The Ministry of Environment, Forest and Climate Change (MoeEFCC) and the Ministry of Tribal Affairs have issued a joint declaration to the Chief Secretaries of the States to review the implementation of the Forest Rights Act of 2006.
The letter that was published by the Environment Ministry stated, “You are requested to undertake a review of the implementation of the Act and intimate the Government of India about any clarifications that are needed to smoothen the process.”
This act aimed at recognizing the value the forest and its resources hold for the forest-dwelling tribal communities and other traditional forest dwellers.
They were dependent on a variety of needs on the forest resources, including livelihood, habitation, and other socio-cultural needs. The main objectives of the Forest Rights Act 2006 according to the Ministry of Tribal Affairs were:
- To undo the historical injustice that occurred to the forest-dwelling communities
- To ensure land tenure, livelihood, and food security of the forest-dwelling Scheduled Tribes and other traditional forest dwellers
- To strengthen the conservation regime of the forests by including the responsibilities and authority of Forest Rights holders for sustainable use, conservation of biodiversity, and maintenance of ecological balance.
Even after a decade and a half of the Act coming into force, due diligence has still not been given to the rights of the forest dwellers completely.
Several forest communities still lay at the backdrop and do not have acknowledged rights. And this has caused troubles and conflicts over the years.

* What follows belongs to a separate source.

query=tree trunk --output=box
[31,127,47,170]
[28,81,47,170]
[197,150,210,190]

The initiation of Section 5 of the Act has been an area of deliberation. It deals with the duties of recognized forest dwellers such as protecting wildlife, forest, and biodiversity; ensuring that catchments area, water sources, and other ecologically sensitive areas are adequately protected, etc.
However, the Ministries are keen on solving the issues. RP Gupta, secretary, MoEFCC, and Anil Kumar Jha, MoTA said in the circular released, “Issues related to the implementation of the Act need to be resolved at the state level in terms of statutory provisions.”

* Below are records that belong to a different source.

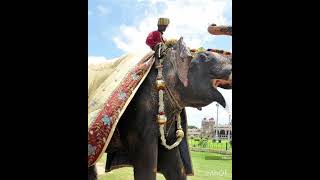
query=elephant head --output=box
[164,37,232,108]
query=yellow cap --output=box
[158,18,170,26]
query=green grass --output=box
[97,152,232,180]
[189,139,232,151]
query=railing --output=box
[189,139,232,152]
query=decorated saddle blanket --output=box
[88,51,193,175]
[88,51,155,167]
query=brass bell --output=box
[156,79,166,90]
[157,114,167,124]
[176,129,184,138]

All the states have been asked to review the implementation of the Forest Rights Act at their own levels and inform the Centre about any problems or clarification required about the same so that implementation can happen without delay.
According to the analysis of the circular by HT Times, it emphasizes the significance of the support from the forest departments and state governments for the following activities among others:
- Speculating the authenticity of the claims
- Mapping of forest lands involved
- necessary evidence required for recognition of rights
This joint effort of the ministries is also to tell the frontline staff of State forest departments to extend help to institutions and committees in regard to conservation and management plans.
This will help ensure the sustainable management of the forest community resources says The Hindu.
Moreover, it added the need of undertaking projects which adds value and is good utilization of forest resources on part of the state governments, particularly non-timber products.
Also, it is significant to plan the utilization of the products in a way that the economic value of the products is protected and ensures benefit for both the tribal and forest communities.
However, according to Tushar Dash, member of the Community Forest Rights Learning and Advocacy (CFR-LA) group this circular has been just a diversion of responsibility.
He said, “The joint statement was supposed to address substantive issues of implementation of the Act on the ground but It doesn’t address those. It has instead shifted the onus on state governments.”